Friday, March 25, 2011

Any resemblance to Nurse Ratched is purely coincidental

That's because the movie Shock Treatment, which is airing tomorrow afternoon at 2:30 PM ET on the Fox Movie Channel, came out a decade before One Flew Over the Cuckoo's Nest.

The movie starts off with gardener Martin Ashley (Roddy McDowall) working for his elderly female boss, and then all of a sudden taking his shears to his boss and killing her! Cut to the trial, where the defense is claiming insanity, based on the fact that the victim had a million dollars in cash that was supposedly burned by Martin: who would do a thing like that? Dr. Manning (Judson Laire) thinks Martin isn't insane, while Dr. Beighley (Lauren Bacall) takes the other side and carries the day, getting Martin committed for 90 days to the state mental asylum which she runs. Dr. Manning things Dr. Beighley is lying, and has a nefarious plan to prove it. He hires Dale, an actor (played by Stuart Whitman), and offers Dale a cool $10,000 for the best acting job of his life: find out what happened to the money, which will involve playing insane and getting committed to the mental hospital. Dale takes up the challenge, and is soon trying to make nice to Martin.

Dr. Beighley will have none of this, however. She doesn't trust her new patient, thinking Dale is faking insanity. Meanwhile, we find that she could have used that million bucks that Martin apparently burned. Beighley is doing experiments that show how brilliant she is, but can't let on that she's doing them because mere normal people would find them cruel; the experiments can't be performed on humans, anyhow, since no sane human would agree to be a subject in her experiment. But if an anonymous donor could give her a million.... It's these experiments, and the mistrust of Dale, that begin to give one the impression that Dr. Beighley is not unlike Nurse Ratched.

Things take a sudden twist when our hero tries to eavesdrop on one of Dr. Beighley's hypnosis sessions with Martin. She's trying to get Martin to reveal the truth about the money, and when she discovers that Dale is listening in, she puts two and two together and figures that Dale has been sent by Manning. And here, the movie takes a rather sudden and sharp turn, leading to an ending you might be able to guess, but is still fun anyhow.

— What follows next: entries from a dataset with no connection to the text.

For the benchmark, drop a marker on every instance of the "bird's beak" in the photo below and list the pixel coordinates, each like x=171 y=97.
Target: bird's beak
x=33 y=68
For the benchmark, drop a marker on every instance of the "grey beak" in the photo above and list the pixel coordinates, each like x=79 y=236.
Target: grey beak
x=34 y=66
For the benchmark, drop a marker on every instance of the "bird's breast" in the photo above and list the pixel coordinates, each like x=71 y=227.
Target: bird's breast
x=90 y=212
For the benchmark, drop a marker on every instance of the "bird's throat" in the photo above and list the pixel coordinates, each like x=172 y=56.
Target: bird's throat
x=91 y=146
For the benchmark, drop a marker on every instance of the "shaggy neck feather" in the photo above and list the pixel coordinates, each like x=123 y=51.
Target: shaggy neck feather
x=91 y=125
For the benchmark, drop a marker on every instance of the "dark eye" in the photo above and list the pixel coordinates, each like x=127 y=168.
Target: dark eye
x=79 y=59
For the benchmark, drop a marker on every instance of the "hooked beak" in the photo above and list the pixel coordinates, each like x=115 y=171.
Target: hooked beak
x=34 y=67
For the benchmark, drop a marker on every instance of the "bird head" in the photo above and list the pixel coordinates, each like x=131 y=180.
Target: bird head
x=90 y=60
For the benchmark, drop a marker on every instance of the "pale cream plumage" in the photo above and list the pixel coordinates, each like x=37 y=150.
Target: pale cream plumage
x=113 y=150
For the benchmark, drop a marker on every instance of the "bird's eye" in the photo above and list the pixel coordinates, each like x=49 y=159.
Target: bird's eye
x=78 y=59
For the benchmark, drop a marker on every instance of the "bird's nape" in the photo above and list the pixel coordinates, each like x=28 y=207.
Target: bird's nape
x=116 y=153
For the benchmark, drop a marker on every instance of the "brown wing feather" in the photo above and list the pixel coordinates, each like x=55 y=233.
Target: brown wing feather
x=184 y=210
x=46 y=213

Lauren Bacall and Roddy McDowall both supposedly didn't particularly care much for Shock Treatment. And to be honest, the movie is more entertaining than good. The characters aren't all that believable, the way that mental hospitals are presented is ludicrous, and there are extraneous characters who serve no real purpose, particularly a patient played by Carol Lynley. But it certainly is entertaining; it's the sort of movie you can enjoy on a rainy day with a bowl of popcorn and some friends nearby.

Unfortunately, the movie hasn't been released to DVD, and when the Fox Movie Channel last showed it, it was a panned-and-scanned print, except for the credits, which were on the Cinemascope Diet: everything was simply squeezed to fit a 4x3 screen, making things seem much thinner than they actually are.